I never cared about being able to bench more than my best friends. My high-school tennis partner was the state powerlifting champion, I was never, ever, going to be able to compete with him. But I cared a great deal about being able to bench 135, then 225, then 315. Now, I have a naturally delicate build, but managed to put on nearly 50 pounds over the years through hitting the weights. So I have a direct basis for comparison and I can say that women, on the average, react much more strongly and much more positively to men with well-developed musculatures. Furthermore, it tends to be the hottest, fittest women who prefer the hardest men. After all, who is going to pound her harder and throw her around the bed more easily, limp-wristed Emo Boy or strong, fit, Ripped Guy.
It's not that I had any problem attracting girls when I was a slender soccer player. I’m a writer, after all, and I could probably brood for England. But then, I never once had pretty strangers in the street look me over and say “yum” either. That being said, do some guys overdo the weight training? Yes, absolutely. But there is a huge gap between a scrawny runner and a waddling musclehead who looks like a stuffed sausage in a suit. Daniel Craig as James Bond on the beach is much more the norm than Arnold as Mr. Universe posing onstage.

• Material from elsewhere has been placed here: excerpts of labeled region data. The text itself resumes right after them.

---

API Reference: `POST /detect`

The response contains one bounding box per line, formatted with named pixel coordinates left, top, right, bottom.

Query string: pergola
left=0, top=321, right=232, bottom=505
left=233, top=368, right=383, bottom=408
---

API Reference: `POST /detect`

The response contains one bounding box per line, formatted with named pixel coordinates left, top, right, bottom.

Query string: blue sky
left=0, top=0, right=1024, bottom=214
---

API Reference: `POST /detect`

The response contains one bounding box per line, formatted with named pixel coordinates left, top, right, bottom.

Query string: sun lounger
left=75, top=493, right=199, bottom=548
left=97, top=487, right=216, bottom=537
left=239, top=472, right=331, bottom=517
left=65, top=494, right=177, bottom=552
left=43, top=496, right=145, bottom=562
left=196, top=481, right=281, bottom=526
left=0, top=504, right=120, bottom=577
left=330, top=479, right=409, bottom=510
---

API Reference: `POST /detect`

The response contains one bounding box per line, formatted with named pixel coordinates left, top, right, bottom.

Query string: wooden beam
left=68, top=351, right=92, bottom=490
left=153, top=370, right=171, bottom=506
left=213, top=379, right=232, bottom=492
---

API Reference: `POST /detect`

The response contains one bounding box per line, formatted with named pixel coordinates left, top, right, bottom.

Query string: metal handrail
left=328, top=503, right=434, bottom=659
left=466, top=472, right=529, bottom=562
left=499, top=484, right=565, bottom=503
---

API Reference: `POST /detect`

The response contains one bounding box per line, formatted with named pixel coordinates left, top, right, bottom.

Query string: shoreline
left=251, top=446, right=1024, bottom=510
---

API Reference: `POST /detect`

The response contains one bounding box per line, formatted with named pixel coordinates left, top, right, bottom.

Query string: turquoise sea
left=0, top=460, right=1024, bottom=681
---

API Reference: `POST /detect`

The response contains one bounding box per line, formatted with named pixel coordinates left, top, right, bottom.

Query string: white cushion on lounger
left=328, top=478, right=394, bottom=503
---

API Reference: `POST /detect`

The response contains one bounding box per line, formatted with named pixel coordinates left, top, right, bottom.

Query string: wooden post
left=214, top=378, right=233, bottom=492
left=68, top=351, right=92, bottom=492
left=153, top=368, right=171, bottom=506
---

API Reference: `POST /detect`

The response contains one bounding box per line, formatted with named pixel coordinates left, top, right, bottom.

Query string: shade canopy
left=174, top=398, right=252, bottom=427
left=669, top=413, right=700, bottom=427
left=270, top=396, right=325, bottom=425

I thought Susan's comment about finding skinny arms to be sexy to be particularly interesting, since I have heard other women declare that they find "spaghetti arms" and "sunken chests" on men to be vomit-inducing. I have also noticed that adult women who prefer hipster men are either still attracted to the same type of juveniles that first attracted them in their early teens or fall in the 5-6 SMV category.
My hypothesis is that the human mind has an unconscious means of limiting its attraction triggers to the members of the opposite sex within an attainable SMV range. It was always astounding to me when a relatively plain woman would confess that she found one of my average male friends to be hot while genuinely exhibiting no interest whatsoever in any of my much better-looking friends. It’s a very healthy and positive spin on the sour grapes fable.
As for PUAs, no. Hipsters do not outperform them. If nothing else, logic would suggest that by the time a skinny brooding hipster has emo’d his way into a girl’s boudoir, the PUA will have plowed his way through six or seven women already. After all, it takes a lot more time to strike poses, simper, and wait to be noticed than damn the torpedoes and proceed full speed ahead.
"Kate Beckett" on Castle may have said it best, grammatical infelicities notwithstanding, upon realizing how many moderately attractive women had been seduced by a dead PUA whose death she was investigating. "I weep for my gender."
Anyhow, if Susan finds skinny arms to be sexy, no doubt she'll be absolutely enraptured by this video from my old Wax Trax! labelmates, particularly by the lead singer, Milan Fras. JA! JA! JA! JAWOHL! I don't know about the sexiness, but Milan is at least 1,000x more totally awesome than Nathan Harden. I doubt Harden has giant pink caribous... by which I actually mean GIANT PINK CARIBOUS.